Radio signals travel best through open air. The ideal situation would let you have a direct line-of-sight between your device and the router at all times, but that’s rarely feasible when trying to cover multiple rooms in a home. Good thing is, most building materials will still let a Wi-Fi signal through – wooden beams and drywall won’t disrupt the signal too much, and neither does glass. That said, you want to keep the number of walls between your device and your router to a minimum. And be wary of denser materials, like concrete or brick, which absorb radio waves far more than regular wood and drywall.

Although routers aren’t the sort of gadgets we want to put on display, sticking it in a closet or tucking it behind another object will have a negative impact on performance, since you’re surrounding it with signal-killing materials.
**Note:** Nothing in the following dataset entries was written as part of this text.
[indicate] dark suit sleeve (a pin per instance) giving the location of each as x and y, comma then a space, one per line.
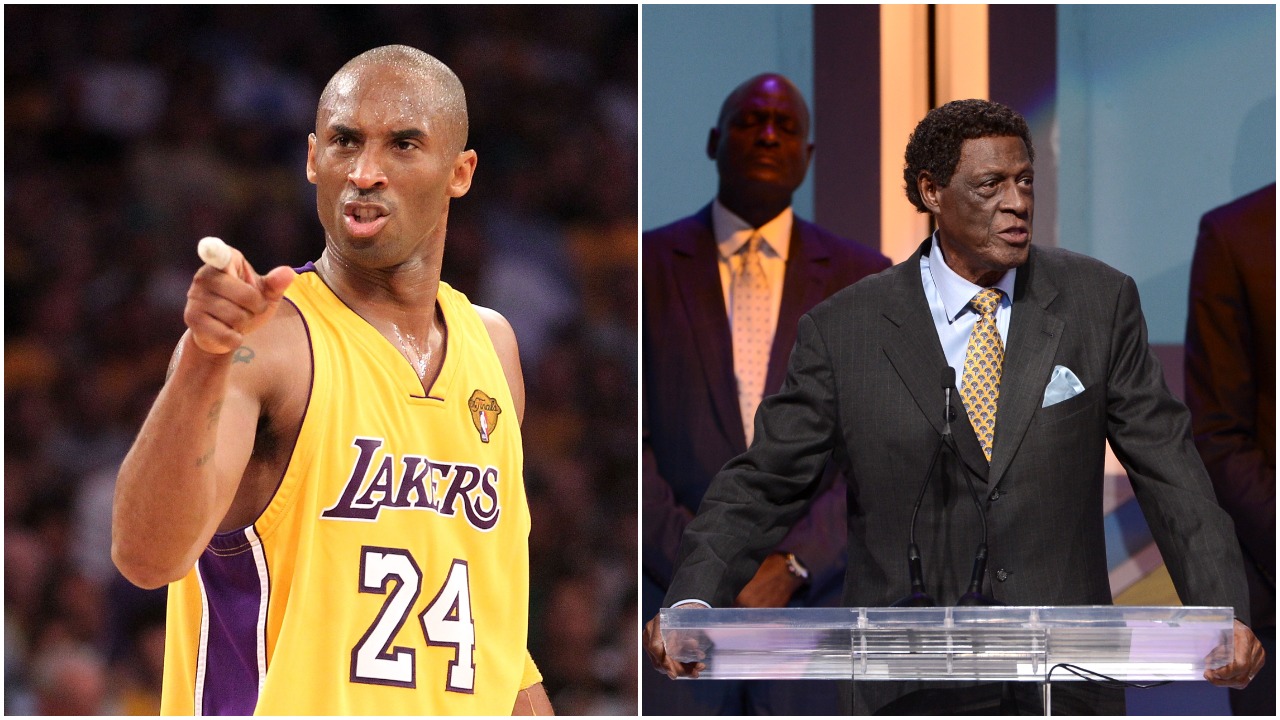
1223, 393
821, 538
664, 520
754, 500
1150, 432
You’ll also want to keep your router away from windows. Glass doesn’t do much to impede a wireless signal, meaning that a big window might just be letting your Wi-Fi signal spill out into the yard, or right into your neighbor’s home.
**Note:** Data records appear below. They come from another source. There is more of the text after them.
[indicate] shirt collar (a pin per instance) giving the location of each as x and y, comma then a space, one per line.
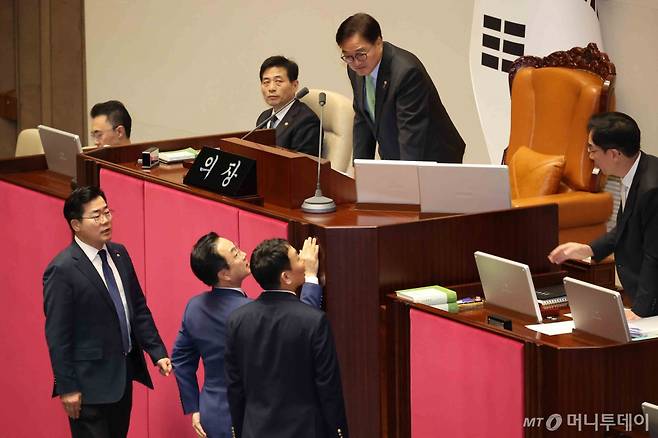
627, 180
237, 289
281, 290
283, 113
375, 72
89, 250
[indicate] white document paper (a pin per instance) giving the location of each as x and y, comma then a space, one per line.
388, 181
553, 328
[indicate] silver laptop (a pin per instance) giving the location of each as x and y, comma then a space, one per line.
463, 188
597, 310
651, 411
507, 284
61, 149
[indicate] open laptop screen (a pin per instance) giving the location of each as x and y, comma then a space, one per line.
61, 149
Avoid noise and interferences

 

A lot of devices will use the same 2.4-GHz wireless band that your router does. Everything from cordless phones to Bluetooth speakers to baby monitors share this segment of the airwaves, and things get pretty crowded. And if you’re in a tightly packed neighborhood or an apartment building, that band isn’t just crowded, it’s bumper-to-bumper traffic. If your router offers 5-GHz coverage, consider switching solely to that, since it’s less congested.

It’s also common to see everyday electronics pump out electronic noise in this same frequency band. Everything from elevators to poorly shielded TVs can create interference. When in doubt, move your router 5 to 6 feet away from other electronics.

The worst offender for interference is, by far, the microwave. If your router is within 10 feet of a microwave oven, you’re probably nuking your Wi-Fi signal every time you warm up a burrito or reheat last night’s leftovers.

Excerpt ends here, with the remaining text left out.